Our instructors Nicola Steele and Chris Monk made it clear that they wouldn’t be training developers during the course, but they would demystify what goes on with coding, and prove that technology’s not built with magic. They also warned us the day could get exhausting, but that no person would be left behind.
The day’s first session involved a history lesson, and a very good one at that. To start building tech it helps to put what you’re doing in context, and to better understand just how we ended up with iPhones, PCs and the world wide web. It’s here also that it’s comforting to know women have an excellent legacy in tech, despite the fact we’re now significantly underrepresented in STEM-related fields.
Prior to morning tea, we were given the brief that we’d start working on immediately after the break. Each of us needed to come up with an idea for an app where people check into a single location.
I panicked at this and cursed myself for not better reading the pre-course pack and realising I should have thought this through. Was this a wasted opportunity to start work on my yet-to-be determined billion dollar idea? Could I come up with something in the time it took me to go to the bathroom?

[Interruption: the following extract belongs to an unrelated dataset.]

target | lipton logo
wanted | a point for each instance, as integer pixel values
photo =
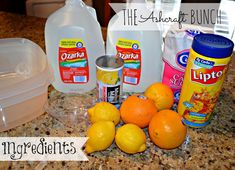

When class resumed, and I had a terrible idea to work with, we immediately got to work. We had individual Macs and followed along with Chris and Nicola, but were also given opportunities to break things, to get creative and get just confused enough that we could take in an added lesson while being steered back on course.
Our instructors were quick to demystify the process and dispel the myth the world of coding is some kind of secret club. We were shown how to access the endless number of free and open tools available for coding, including libraries of pre-existing code, and how simple and easy it is to find what you need by simply Googling it.
Just before 5 in the afternoon, we re-grouped back where we started that morning, took a quick look at the 10 or so different apps we’d created and debriefed on what we’d learned and how it might change how we work and think.
I didn’t leave the room as a developer, nor did I go home and turn the lights out, my computer screen vertical, and start writing out lines of code into the early hours of the morning.
But I did leave with a lot more knowledge about just what’s behind the technology I use and embrace every day. I’m now more confident in my conversations with developers, and much more interested in how the things we take for granted are actually created.